# Grid search

**Runs k-fold cross-validation on a grid of provided input parameters (all combinations) and returns the combiation that results in the best performance, selected by a given scoring function**

In [1]:
import numpy as np
import math

import log_metrics
from logistic_regressor import LogisticRegressor

from grid_search import grid_search

**Generate dataset**

In [2]:
size =100

coefficients = [0,-1.4,2.1,-3,10.4,-8]
X = np.ones((size,len(coefficients)))
for i in range(1,len(coefficients)):
    X[:,i]=np.random.rand(size)
y = np.vectorize(lambda x: round(1/(1+math.exp(-x))))
y = y((X*coefficients).sum(axis=1) + np.random.normal(size=size))

**Estimator**
<br>
No need to fit

In [3]:
log = LogisticRegressor()

### Grid search

**Dictionary of input parameters to test**
<br>
keys are the parameters names (must match the estimator's input) and the value is a list of all parameters to try

In [4]:
args = {'method':['batch'],'learning_rate':[0.2,0.1,0.01],'epochs':[100,200,500]}

**Perform fitting, using all possible combinations:**
<br>
In this example, it is 1x3x2 combinations, each running 3 times (for the CV)
<br>
Note: Default scoring function is the estimator's default (total accuracy for Logistic Regressor)

In [5]:
grid_search(log,X,y,args,cv_k=3)

{'method': 'batch', 'learning_rate': 0.2, 'epochs': 500}

A single value can be given as a 1-element list (as above) or simply as a value:

In [6]:
args = {'method':'batch','learning_rate':[0.2,0.1,0.01],'epochs':[100,200,500]}

grid_search(log,X,y,args,cv_k=3)

{'method': 'batch', 'learning_rate': 0.2, 'epochs': 500}

### Scoring functions

**Any scoring function that processes real_y and predictions will work**

In [7]:
def rate_of_false_positives(real_y,predictions):
    return (real_y[real_y!=predictions]==0).sum()/len(real_y)

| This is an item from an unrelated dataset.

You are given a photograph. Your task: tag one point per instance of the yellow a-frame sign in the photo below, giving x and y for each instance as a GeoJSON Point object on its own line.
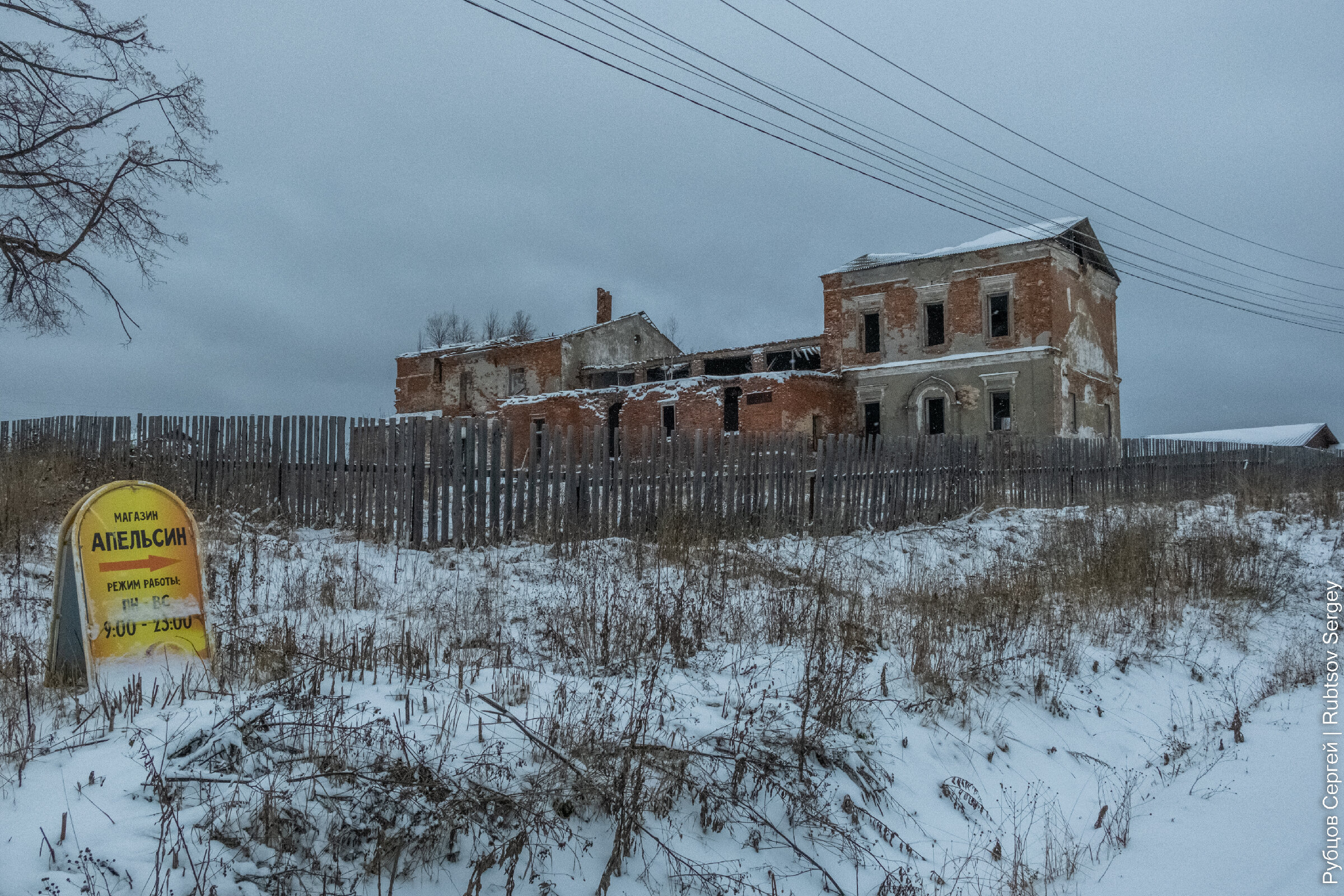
{"type": "Point", "coordinates": [128, 589]}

`grid_search(log,X,y,args,cv_k=3,scoring=rate_of_false_positives)` will give a wrong result, because the rate of false positives should be minimized (accuracy, which was the default should be maximized

**User can specify how to evaluate the output of the scoring function**

In [8]:
grid_search(log,X,y,args,cv_k=3,scoring=rate_of_false_positives,maximize=False)

{'method': 'batch', 'learning_rate': 0.2, 'epochs': 500}